Energy giant BP Plc advanced 0.8 percent, Tullow Oil jumped as much as 2 percent and Total SA rallied 1 percent as oil prices rose on concerns over potential supply shortages.

TP ICAP shares slumped 32 percent. The inter-dealer broker has fired Chief Executive Officer John Phizackerley amid mounting costs linked to Brexit.

On the data front, German investor confidence fell to its lowest level in nearly six years in July, as sentiment was hurt by political uncertainty, survey data from the Centre for European Economic Research showed.

The ZEW Indicator of Economic Sentiment for Germany dropped 8.6 points to minus 24.7 points, which was the lowest reading since August 2012.

France's industrial production declined for the third straight month in May, defying economists' forecast for an increase, the statistical office Insee showed.

Industrial output dropped a seasonally adjusted 0.2 percent sequentially, slower than the 0.5 percent fall in April.

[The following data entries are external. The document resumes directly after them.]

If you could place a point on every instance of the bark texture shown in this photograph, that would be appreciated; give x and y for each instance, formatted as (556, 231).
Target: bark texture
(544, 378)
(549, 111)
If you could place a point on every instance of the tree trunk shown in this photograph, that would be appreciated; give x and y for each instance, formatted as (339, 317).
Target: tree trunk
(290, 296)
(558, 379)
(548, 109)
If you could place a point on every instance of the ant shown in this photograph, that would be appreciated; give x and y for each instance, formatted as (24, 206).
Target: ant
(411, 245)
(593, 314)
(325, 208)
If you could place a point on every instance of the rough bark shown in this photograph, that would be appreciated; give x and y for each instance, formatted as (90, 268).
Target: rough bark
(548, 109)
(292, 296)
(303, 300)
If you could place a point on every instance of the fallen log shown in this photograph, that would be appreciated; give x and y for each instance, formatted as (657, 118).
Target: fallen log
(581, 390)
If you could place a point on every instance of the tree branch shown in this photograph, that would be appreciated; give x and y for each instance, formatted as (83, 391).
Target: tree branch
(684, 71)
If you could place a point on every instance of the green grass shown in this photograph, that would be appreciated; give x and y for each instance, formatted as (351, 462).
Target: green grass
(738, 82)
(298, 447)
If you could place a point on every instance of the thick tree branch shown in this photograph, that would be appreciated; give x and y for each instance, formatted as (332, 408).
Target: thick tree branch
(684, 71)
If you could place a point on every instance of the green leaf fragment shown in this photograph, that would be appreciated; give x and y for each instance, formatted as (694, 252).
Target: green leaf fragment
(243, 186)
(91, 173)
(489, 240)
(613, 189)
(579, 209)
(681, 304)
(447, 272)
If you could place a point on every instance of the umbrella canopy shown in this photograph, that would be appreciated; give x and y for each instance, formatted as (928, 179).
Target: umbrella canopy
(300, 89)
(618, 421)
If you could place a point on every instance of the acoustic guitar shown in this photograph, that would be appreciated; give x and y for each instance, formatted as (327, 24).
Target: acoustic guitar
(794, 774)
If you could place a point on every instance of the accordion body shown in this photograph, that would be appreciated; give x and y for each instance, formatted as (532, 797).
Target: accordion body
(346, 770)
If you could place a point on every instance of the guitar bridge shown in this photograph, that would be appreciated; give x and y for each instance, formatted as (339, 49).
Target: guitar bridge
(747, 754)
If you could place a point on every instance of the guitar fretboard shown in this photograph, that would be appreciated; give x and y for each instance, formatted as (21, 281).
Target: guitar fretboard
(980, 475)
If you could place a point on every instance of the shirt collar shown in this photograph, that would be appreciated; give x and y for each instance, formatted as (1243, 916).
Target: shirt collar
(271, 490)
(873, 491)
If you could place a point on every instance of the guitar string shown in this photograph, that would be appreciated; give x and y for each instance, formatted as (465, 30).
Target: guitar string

U.K economic growth increased in May, led by services, while production declined, the first ever-monthly GDP estimate from ONS revealed.

GDP grew 0.3 percent month-on-month in May after the 0.2 percent increase in April and a flat reading in March.

Another report showed that U.K. industrial production decreased for the third straight month in May, defying economists' forecast for an increase.

Industrial production fell 0.4 percent month-over-month in May, slower than April's revised 1.0 percent decline.